Gutiérrez OM et al. (2008) Fibroblast growth factor 23 and mortality among patients undergoing hemodialysis. N Engl J Med 359: 584–592

In patients with kidney disease, the level of the phosphaturic hormone fibroblast growth factor 23 (FGF-23) is increased in order to maintain phosphate balance. Hyperphosphatemia is a known risk factor for death in this population; however, the relationship between FGF-23 level and mortality is unknown. By use of data from a prospective cohort study of 10,044 US patients who initiated hemodialysis in 2004–2005, Gutiérrez et al. attempted to clarify this issue.

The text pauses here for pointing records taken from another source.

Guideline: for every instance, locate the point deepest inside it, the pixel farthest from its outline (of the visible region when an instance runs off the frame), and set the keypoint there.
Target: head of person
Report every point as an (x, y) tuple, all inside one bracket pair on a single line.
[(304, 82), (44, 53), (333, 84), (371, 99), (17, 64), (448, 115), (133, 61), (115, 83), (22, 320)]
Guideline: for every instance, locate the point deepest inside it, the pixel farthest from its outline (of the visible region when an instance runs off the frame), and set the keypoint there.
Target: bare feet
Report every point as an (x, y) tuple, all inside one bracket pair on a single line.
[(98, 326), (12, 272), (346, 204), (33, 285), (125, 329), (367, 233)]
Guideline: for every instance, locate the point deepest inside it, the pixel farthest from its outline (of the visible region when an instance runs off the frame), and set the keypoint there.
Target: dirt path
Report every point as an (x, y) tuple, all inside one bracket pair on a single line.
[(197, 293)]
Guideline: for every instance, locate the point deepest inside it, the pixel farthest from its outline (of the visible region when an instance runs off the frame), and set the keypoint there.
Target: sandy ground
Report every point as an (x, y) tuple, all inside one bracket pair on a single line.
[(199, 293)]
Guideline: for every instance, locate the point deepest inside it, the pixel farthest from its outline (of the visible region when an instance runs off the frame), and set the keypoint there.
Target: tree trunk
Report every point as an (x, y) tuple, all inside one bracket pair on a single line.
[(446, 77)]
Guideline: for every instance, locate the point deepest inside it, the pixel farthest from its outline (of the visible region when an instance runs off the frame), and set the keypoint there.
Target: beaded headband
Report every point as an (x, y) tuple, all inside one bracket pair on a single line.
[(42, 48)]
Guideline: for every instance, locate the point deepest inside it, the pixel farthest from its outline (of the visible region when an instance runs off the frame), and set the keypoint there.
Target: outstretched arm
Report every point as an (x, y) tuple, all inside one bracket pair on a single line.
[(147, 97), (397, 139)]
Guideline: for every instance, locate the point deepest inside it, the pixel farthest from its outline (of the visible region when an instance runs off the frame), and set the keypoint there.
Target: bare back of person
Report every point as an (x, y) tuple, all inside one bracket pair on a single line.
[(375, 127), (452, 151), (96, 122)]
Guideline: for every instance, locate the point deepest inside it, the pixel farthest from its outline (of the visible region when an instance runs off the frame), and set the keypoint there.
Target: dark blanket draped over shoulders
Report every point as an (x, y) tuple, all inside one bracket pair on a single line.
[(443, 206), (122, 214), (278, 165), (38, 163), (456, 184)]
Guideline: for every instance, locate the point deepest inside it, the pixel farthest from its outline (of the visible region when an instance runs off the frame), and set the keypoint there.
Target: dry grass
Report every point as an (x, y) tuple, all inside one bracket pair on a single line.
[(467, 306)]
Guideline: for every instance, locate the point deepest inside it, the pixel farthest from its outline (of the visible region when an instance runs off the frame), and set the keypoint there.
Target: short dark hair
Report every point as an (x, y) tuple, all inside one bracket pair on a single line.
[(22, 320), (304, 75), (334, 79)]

Patients in the highest quartile of serum phosphate level (>1.8 mmol/l) had a 1.2-fold greater risk of death than those in the quartile with normal serum phosphate levels (1.1–1.5 mmol/l). A case–control study of 200 participants who survived the first year of dialysis and 200 who did not showed that the median plasma level of C-terminal FGF-23 fragments (cFGF-23) was lower among survivors than among nonsurvivors (1,406 U/ml vs 2,260 U/ml; P <0.001). This trend persisted when each quartile of serum phosphate level was examined separately, apart from the highest quartile, in which the difference was not significant. After adjustment for case-mix factors and laboratory variables, each unit increase in the natural log-transformed cFGF-23 level was associated with a 1.8-fold increase in mortality risk. Patients in the highest quartile of cFGF-23 had a 5.7-fold greater risk of death than those in the lowest quartile.

Increased FGF-23 levels seem to predict mortality among incident hemodialysis patients independently of serum phosphate level and might provide a means of identifying patients with normal serum phosphate levels who could benefit from phosphate-lowering treatment.